As a bishop he cared for his “chaps”, and apparently held two garden parties each year for them, saying: “I ask all the morons on one day, but do not specify which day.” He reportedly found the Guildford clergy amiable, but stupid. “At least I cured them of the former,” he remarked; and, in one letter of recommendation, he wrote that the cleric was “a trifle weak on commandments 7, 8, 9, and 10”.


WHEN he arrived in London, he lived in Fulham Palace, and supervised the necessary improvements. On offering a friend of mine a parish in Hackney, he said, drolly: “You won’t do any harm, and you might do some good.” Occasionally, he would stay the night at a vicarage; he once reported that he had heard of the milk of human kindness but had not met the cow before.

Writing to the Vicar of Holy Trinity, Brompton, the Revd Patrick Gilliat, he said: “Kindly be a Prebendary. The duties are not onerous, the rewards are even lighter. You have to behave decently when you go to St Paul’s; but I hope this will not deter you from accepting.” And, when a churchwarden expressed surprise that Henry was visiting Pentonville prison, he replied: “It’s much the same as anywhere else, except that there I’m preaching to convicted criminals.”
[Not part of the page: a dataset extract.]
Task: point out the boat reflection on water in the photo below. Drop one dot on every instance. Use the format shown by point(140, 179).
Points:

One ordinand told the story of his visit to his bishop: “Take a chair, Clinton,” Henry said.

“It’s Fiennes-Clinton, my lord,” came the reply.

“Take two chairs, then.”

Henry notoriously disliked the Lambeth Conference. “There is no need to go to the zoo,” he quipped; “for here we have asses who bray, monkeys that play, and elephants that never forget.”

He loved the Athenaeum Club, but hated being disturbed. He described being interrupted while doing The Times crossword: “I’d got to 12 Down when someone asked me to speak at his village debating society — ‘We need a wit,’ he said. ‘Try those two members over there,’ I replied, ‘They are halfwits.’”
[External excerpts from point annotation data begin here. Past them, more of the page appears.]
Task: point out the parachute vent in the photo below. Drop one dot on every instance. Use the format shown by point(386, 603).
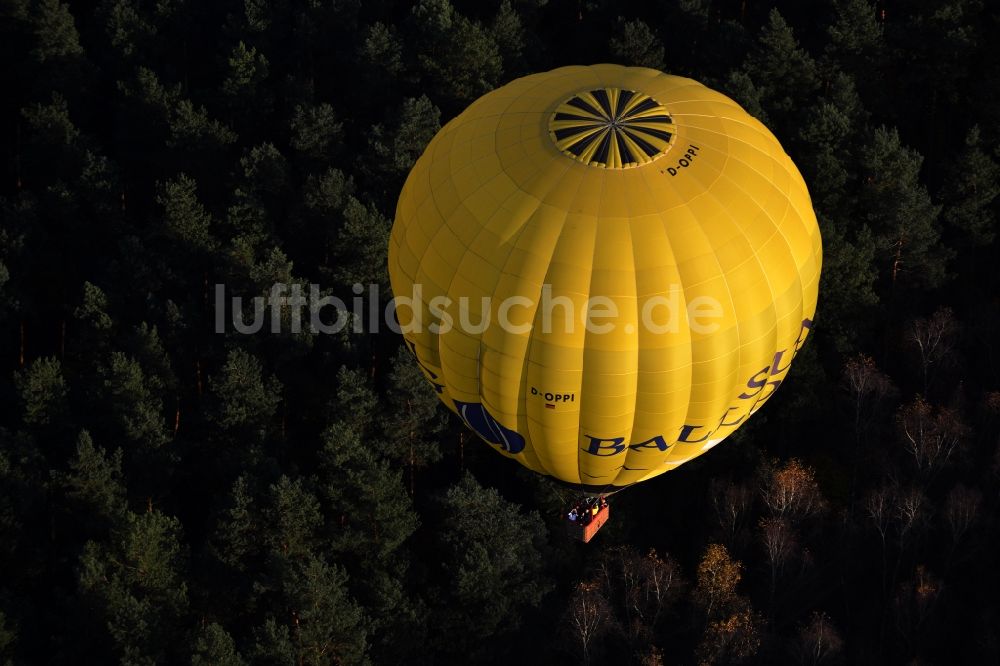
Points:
point(612, 128)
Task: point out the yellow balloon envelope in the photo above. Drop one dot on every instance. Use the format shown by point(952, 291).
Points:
point(604, 270)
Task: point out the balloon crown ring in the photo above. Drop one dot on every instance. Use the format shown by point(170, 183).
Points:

He also remarked that “when the Club is closed, we have to go to the United Services Club across the road and listen to the boastings and postings of the so-called Silent Service.”


IN 1959, Mervyn Stockwood was appointed Bishop of Southwark. When the new Bishop arrived at Lambeth, clad in purple cassock, cloak, and socks, Henry greeted him. “Hello Mervyn — incognito, I see.”

Giving advice on appointments, he told the Archbishop: “If a man can’t get on with anybody, make him a bishop. He goes to a parish, quarrels with the incumbent, is rude to the organist, and insults the verger. He departs, and is never seen again. Make him a dean: he will quarrel with the Chapter at matins, but has to face them all at evensong.”

After a visit to a famous Anglo-Catholic parish, Henry said: “When I arrived, a being of unparalleled magnificence came up to me and said ‘Sit there, and I’ll come for you’.’ Shortly afterwards, the three sacred ministers entered, and there followed a liturgy which bore little or no resemblance to anything in the Book of Common Prayer. Most of it was inaudible, and the rest incomprehensible. The being then came to me and said: ‘We’ve finished. You can begin now’.’ Thus encouraged, I mounted the pulpit.”

Henry died on 26 December 1973, but not before he had penned a few more satirical lines: “Tell my clergy when I’m gone For me to weep no tears, For I shall be no deader then Than they have been for years.”


The Revd Dr Malcolm Johnson is Master Emeritus of the Royal Foundation of St Katharine.